Geschichte in Echtzeit

Am 9. November 1989 schrieb Moritz de Hadeln an den Vorsitzenden der Hauptverwaltung Film der DDR, Horst Pehnert, einen Brief, der so begann: „Bei den Internationalen Filmfestspielen Berlin 1989 hatte ich Ihnen in einem persönlichen Gespräch (…) den Vorschlag gemacht, das offizielle Programm der Filmfestspiele in Berlin (Ost) ganz aktuell, ja fast zeitgleich, zu wiederholen. Ihre Reaktion darauf hinterließ bei mir den Eindruck, daß sie von der Idee sehr angetan waren, mir aber antworteten, daß wir beide diesen Moment mit großer Wahrscheinlichkeit nicht mehr erleben werden.“

Noch einen Tag vorher hätte es für de Hadeln wenig Grund gegeben, das Anliegen noch einmal aufzugreifen. Nun aber war alles anders: Berlin, Deutschland, die ganze Welt und mittendrin die Berlinale standen vor einer völlig neuen Situation. In der Nacht zum 9. November war die Mauer zwischen West- und Ost-Berlin brüchig geworden. Was von Günther Schabowski „ab sofort“ als visafreier Reiseverkehr deklariert worden war, bedeutete nichts anderes als den Fall der Mauer und mit ihm das Ende der DDR.

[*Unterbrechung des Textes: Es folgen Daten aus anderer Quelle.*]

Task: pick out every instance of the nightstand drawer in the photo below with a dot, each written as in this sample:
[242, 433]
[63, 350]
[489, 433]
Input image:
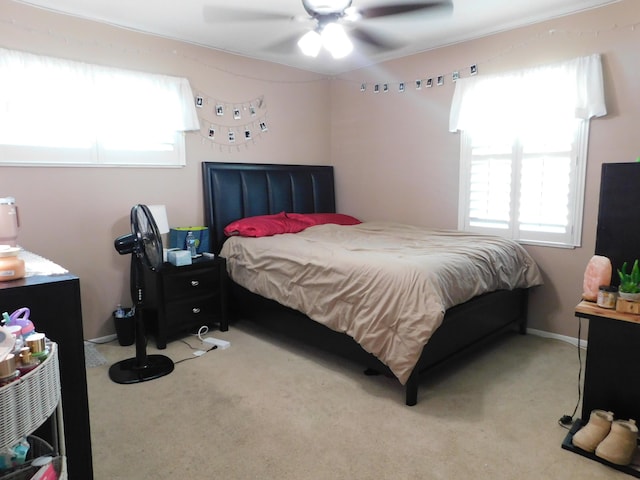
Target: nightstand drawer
[181, 299]
[190, 283]
[193, 311]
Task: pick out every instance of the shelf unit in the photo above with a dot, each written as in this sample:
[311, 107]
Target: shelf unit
[29, 401]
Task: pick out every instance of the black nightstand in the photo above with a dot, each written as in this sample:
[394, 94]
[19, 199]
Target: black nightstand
[182, 299]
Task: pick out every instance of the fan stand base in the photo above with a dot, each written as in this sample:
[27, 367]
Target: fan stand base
[128, 371]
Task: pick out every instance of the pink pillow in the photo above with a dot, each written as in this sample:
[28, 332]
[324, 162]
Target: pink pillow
[264, 226]
[322, 218]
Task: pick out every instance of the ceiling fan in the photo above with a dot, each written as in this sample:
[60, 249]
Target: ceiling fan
[329, 19]
[330, 14]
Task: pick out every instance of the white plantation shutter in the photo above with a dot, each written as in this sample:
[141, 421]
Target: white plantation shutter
[523, 161]
[490, 191]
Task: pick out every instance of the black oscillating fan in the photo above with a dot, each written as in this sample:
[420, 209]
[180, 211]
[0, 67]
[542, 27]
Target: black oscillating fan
[145, 246]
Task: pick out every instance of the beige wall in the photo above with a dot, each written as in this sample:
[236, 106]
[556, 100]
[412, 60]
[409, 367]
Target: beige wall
[393, 154]
[395, 159]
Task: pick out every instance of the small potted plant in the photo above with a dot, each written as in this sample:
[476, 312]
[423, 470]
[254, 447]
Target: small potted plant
[629, 288]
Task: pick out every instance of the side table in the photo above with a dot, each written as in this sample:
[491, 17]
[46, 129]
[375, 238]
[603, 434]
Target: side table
[612, 370]
[186, 297]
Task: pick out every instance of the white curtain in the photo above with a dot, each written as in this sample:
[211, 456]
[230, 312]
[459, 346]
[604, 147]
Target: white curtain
[548, 97]
[59, 102]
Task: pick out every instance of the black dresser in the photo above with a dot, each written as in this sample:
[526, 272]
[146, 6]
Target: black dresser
[55, 309]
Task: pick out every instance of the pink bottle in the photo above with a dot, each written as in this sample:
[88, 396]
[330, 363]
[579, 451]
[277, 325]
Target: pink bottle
[597, 274]
[8, 221]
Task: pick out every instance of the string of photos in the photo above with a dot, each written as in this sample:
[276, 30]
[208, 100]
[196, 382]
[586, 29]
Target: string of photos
[229, 124]
[419, 83]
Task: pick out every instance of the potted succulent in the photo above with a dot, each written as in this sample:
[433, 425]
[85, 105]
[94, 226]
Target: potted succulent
[629, 288]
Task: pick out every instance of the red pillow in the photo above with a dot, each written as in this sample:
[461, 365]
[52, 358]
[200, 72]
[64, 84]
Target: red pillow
[322, 218]
[265, 225]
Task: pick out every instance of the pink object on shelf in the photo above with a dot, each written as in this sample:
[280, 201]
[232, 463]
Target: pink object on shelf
[597, 274]
[21, 317]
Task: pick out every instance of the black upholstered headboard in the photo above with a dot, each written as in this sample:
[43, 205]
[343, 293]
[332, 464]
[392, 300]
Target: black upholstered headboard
[237, 190]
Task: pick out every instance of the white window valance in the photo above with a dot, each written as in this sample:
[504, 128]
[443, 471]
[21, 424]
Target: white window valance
[548, 97]
[66, 103]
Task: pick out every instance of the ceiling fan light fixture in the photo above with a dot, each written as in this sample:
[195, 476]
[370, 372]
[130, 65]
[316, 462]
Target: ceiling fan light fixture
[336, 41]
[324, 7]
[310, 43]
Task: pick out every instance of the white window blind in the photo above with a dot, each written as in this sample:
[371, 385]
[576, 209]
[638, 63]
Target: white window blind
[523, 150]
[60, 112]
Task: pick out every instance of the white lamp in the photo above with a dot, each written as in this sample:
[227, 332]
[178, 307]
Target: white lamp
[159, 213]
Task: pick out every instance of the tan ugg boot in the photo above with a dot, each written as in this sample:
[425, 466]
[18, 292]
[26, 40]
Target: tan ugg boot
[620, 444]
[594, 432]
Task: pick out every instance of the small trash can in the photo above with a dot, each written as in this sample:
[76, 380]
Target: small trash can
[125, 327]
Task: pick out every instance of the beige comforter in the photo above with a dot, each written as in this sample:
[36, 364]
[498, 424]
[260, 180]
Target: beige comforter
[387, 285]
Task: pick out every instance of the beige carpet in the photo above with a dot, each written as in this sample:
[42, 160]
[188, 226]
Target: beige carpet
[267, 409]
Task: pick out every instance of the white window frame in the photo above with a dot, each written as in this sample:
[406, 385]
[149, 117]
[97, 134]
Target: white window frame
[146, 114]
[572, 237]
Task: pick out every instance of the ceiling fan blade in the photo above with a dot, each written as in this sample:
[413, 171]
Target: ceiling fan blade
[435, 6]
[227, 14]
[376, 40]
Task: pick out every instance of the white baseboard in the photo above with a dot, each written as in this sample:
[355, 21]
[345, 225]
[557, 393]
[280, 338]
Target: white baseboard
[105, 339]
[572, 340]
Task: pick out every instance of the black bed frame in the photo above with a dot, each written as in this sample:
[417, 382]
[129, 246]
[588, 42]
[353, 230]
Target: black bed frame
[237, 190]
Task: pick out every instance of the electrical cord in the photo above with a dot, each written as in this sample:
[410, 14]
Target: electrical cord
[213, 347]
[567, 420]
[203, 330]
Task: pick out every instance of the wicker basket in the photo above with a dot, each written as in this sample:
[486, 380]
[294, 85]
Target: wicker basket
[28, 402]
[37, 448]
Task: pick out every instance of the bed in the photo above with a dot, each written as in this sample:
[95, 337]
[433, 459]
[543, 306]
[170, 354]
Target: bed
[405, 339]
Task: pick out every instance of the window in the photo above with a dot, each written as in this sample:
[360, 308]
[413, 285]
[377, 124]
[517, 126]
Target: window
[59, 112]
[524, 150]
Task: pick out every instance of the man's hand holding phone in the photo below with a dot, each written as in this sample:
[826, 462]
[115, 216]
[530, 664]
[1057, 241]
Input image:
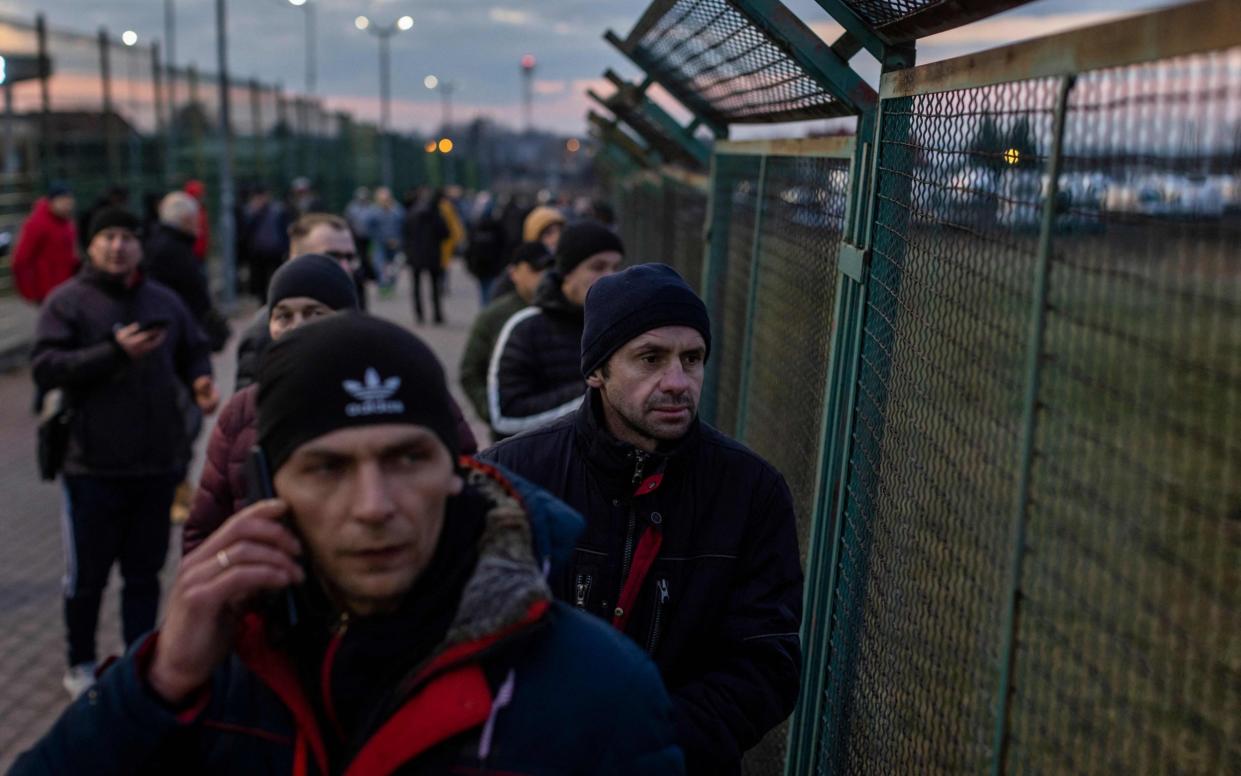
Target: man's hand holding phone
[251, 554]
[137, 340]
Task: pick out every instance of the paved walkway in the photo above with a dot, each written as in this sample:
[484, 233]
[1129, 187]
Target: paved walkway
[31, 561]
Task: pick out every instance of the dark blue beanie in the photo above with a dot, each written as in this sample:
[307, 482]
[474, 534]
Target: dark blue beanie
[627, 304]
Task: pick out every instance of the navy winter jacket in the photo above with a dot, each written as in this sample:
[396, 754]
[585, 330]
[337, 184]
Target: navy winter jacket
[720, 605]
[520, 684]
[127, 414]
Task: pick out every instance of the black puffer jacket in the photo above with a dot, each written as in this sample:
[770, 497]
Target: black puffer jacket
[721, 604]
[169, 258]
[127, 414]
[535, 374]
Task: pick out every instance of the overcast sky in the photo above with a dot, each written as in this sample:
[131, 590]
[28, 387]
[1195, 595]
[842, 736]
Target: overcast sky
[475, 44]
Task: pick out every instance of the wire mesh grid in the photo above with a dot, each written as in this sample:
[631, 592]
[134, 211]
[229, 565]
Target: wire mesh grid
[803, 209]
[645, 128]
[710, 50]
[910, 19]
[686, 216]
[735, 207]
[1127, 646]
[927, 524]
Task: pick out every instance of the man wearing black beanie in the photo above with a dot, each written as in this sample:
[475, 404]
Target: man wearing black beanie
[303, 289]
[411, 627]
[690, 545]
[125, 351]
[533, 376]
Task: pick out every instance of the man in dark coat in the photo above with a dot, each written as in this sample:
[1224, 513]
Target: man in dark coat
[534, 376]
[690, 545]
[421, 236]
[118, 345]
[263, 239]
[386, 612]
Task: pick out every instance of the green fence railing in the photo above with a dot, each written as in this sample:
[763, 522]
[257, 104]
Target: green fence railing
[994, 344]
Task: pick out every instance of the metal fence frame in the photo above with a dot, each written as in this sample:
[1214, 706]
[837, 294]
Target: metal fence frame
[1196, 27]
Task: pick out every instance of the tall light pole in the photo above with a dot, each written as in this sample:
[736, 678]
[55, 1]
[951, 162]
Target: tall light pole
[312, 47]
[227, 227]
[446, 90]
[528, 92]
[384, 32]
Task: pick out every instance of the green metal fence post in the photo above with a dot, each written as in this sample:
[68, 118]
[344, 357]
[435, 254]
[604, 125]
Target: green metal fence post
[714, 240]
[747, 348]
[109, 119]
[1029, 428]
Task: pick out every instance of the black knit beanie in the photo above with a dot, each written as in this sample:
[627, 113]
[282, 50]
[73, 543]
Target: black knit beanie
[109, 217]
[583, 240]
[314, 276]
[348, 370]
[534, 253]
[627, 304]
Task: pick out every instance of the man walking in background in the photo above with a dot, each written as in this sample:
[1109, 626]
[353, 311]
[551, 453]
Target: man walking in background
[386, 219]
[690, 545]
[530, 262]
[534, 375]
[118, 344]
[46, 253]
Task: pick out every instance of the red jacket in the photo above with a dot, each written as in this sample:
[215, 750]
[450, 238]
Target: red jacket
[222, 487]
[45, 256]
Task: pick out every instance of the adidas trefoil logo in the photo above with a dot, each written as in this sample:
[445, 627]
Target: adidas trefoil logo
[372, 395]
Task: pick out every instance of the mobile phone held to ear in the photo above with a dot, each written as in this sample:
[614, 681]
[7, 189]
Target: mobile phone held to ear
[258, 488]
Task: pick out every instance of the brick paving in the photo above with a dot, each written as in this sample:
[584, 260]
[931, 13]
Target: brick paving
[31, 561]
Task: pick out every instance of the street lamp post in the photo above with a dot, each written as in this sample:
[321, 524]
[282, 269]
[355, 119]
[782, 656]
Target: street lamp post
[446, 90]
[384, 32]
[312, 49]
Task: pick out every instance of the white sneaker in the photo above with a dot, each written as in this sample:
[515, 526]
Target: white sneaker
[78, 679]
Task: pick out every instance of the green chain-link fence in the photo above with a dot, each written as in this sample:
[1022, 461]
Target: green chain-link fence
[998, 358]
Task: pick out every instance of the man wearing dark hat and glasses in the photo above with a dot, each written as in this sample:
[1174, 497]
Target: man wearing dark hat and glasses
[690, 545]
[421, 637]
[117, 345]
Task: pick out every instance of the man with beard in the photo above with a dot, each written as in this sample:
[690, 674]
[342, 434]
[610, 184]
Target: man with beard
[690, 545]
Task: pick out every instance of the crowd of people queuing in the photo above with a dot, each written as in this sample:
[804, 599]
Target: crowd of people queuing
[611, 586]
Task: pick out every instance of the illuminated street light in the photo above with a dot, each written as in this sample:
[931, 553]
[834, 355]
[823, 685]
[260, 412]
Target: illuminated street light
[384, 32]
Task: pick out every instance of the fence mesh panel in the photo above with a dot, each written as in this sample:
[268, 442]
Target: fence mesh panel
[1128, 653]
[735, 205]
[686, 219]
[927, 532]
[710, 50]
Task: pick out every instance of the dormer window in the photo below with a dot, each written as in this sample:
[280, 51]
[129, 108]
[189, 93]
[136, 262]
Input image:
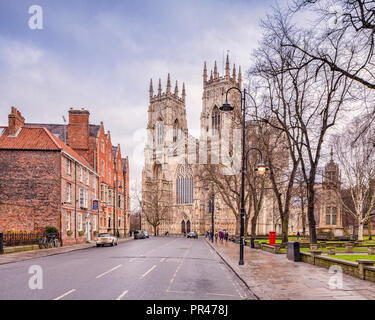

Soweit voraus sehen konnte Moritz de Hadeln die Ereignisse am 9. November 1989 freilich nicht. Sein erneuerter und konkretisierter Vorschlag an Pehnert umfasste je eine Vorführung des „vollständigen offiziellen Programms“ der Berlinale, die Übernahme der Kosten dieses Projekts sowie die organisatorischen Absprachen mit den Produzenten und Rechteinhabern der betreffenden Filme durch die Filmfestspiele. Von Seiten der DDR erbat der Berlinale-Chef dafür Sorge zu tragen, dass ein geeignetes Großkino zur Verfügung stünde. Darüber hinaus müsse sichergestellt werden, dass den Mitarbeitern der Berlinale und den „mit den Filmen verbundenen Personen“ auf unkomplizierte Weise die Teilnahme an den Veranstaltungen ermöglicht werde. Das zielte auf die Grenzübertrittsbestimmungen.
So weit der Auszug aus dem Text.